Evaluate Text Generation¶
Author(s) | Renato Leite (renatoleite@), Egon Soares (egon@) |
Last updated | 10/22/2023 |
BLEU¶
Explanations¶
Original paper¶
https://dl.acm.org/doi/pdf/10.3115/1073083.1073135
$BLEU = \text{Brevity Penalty}\times(\exp(\sum_{n=1}^{N}w_n\log(\text{modified precision}(n))))$
$N = 4$ - This is the baseline used in the paper
$w_n = 1 / N$ - This is for using uniform weights
$\text{Brevity Penalty} = \begin{cases} 1 & \quad \text{if } c > r\\ e^{(1-r/c)} & \quad \text{if } c \leq r \end{cases}$
$\text{modified precision}(n) = \cfrac{\sum \text{Count Clip}(n)}{\sum \text{Count n-gram}_{candidate}}$
$\text{Count Clip}(n) = min(\text{Count n-gram}_{candidate}, max(\text{Count n-gram}_{reference}))$
Alternative explanation¶
https://cloud.google.com/translate/automl/docs/evaluate#bleu
$\text{BLEU} = \underbrace{\vphantom{\prod_i^4}\min\Big(1, \exp\big(1-\frac{reference_{length}} {candidate_{length}}\big)\Big)}_{\text{brevity penalty}} \underbrace{\Big(\prod_{i=1}^{4} precision_i\Big)^{1/4}}_{\text{n-gram overlap}}$
$\text{Brevity Penalty} = min(1, \exp(1-\cfrac{reference_{length}}{candidate_{length}}))$
$\text{n-gram overlap} = (\displaystyle\prod_{i=1}^{4} precision_i)^\frac{1}{4}$
$precision_i = \dfrac{\sum_{\text{sentence}\in\text{Candidate-Corpus}}\sum_{i\in\text{sentence}}\min(m^i_{candidate}, m^i_{reference})} {w_{total Candidate}^i = \sum_{\text{sentence'}\in\text{Candidate-Corpus}}\sum_{i'\in\text{snt'}} m^{i'}_{candidate}}$
$m_{candidate}^i$: is the count of i-gram in the candidate matching the reference
$m_{reference}^i$: is the count of i-gram in the reference
$w_{totalCandidate}^i$: is the total number of i-grams in the candidate
Brevity Penalty¶
$\text{Brevity Penalty} = \begin{cases} 1 & \quad \text{if } c \geq r\\ e^{(1-r/c)} & \quad \text{if } c < r \end{cases}$
$ c = length_{candidate}$, $r = length_{reference}$
$\text{Brevity Penalty} = min(1, \exp(1-\cfrac{reference_{length}}{candidate_{length}}))$
import math
def calculate_brevity_penalty(reference_len: int, candidate_len: int) -> float:
# Raise an error if any number is negative
if reference_len < 0 or candidate_len < 0:
raise ValueError("Length cannot be negative")

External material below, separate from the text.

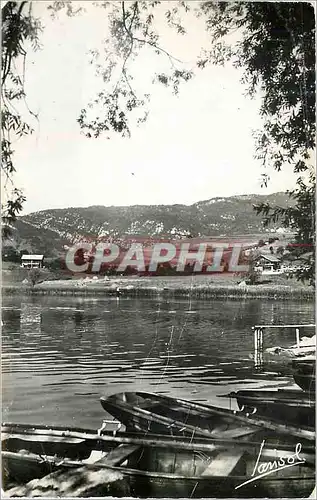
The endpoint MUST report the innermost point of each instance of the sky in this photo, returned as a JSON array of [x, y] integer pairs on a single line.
[[193, 147]]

# If the candidate length is greater than the reference length, r/c < 1, exp(positive number) > 1, brevity penalty = 1
if candidate_len > reference_len:
print(f"Candidate length \t ({candidate_len}) \t is greater than the reference length \t ({reference_len}), \t so the Brevity Penalty is equal to \t 1.000")
return 1.0
# If the lengths are equal, then r/c = 1, and exp(0) = 1
if candidate_len == reference_len:
print(f"Candidate length \t ({candidate_len}) \t is equal to the reference length \t ({reference_len}), \t so the Brevity Penalty is equal to \t 1.000")
return 1.0
# If candidate is empty, brevity penalty = 0, because r/0 -> inf and exp(-inf) -> 0
if candidate_len == 0:
print(f"Candidate length \t ({candidate_len}) \t is equal to 0.0, \t\t\t\t so the Brevity Penalty is equal to \t 0.000")
return 0.0
# If the candidate length is less than the reference length, brevity penalty = exp(1-r/c)

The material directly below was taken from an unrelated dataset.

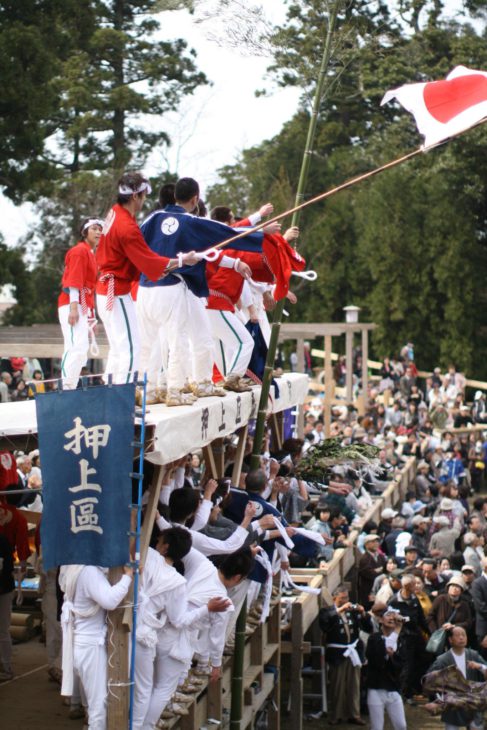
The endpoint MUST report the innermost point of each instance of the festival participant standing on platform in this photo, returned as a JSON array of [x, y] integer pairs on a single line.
[[76, 303], [161, 654], [87, 597], [175, 303], [121, 255], [385, 654]]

print(f"Candidate length \t ({candidate_len}) \t is less than the reference length \t ({reference_len}),\t so the Brevity Penalty is equal to \t {math.exp(1 - reference_len / candidate_len):.3f}")
return math.exp(1 - reference_len / candidate_len)
def calculate_brevity_penalty_2(reference_len: int, candidate_len: int) -> float:
# Raise an error if any number is negative
if reference_len < 0 or candidate_len < 0:
raise ValueError("Length cannot be negative")
# Avoid a division by 0
if candidate_len == 0:
if reference_len == 0:
return 1.0
else:
return 0.0
return min(1.0, math.exp(1 - reference_len / (candidate_len)))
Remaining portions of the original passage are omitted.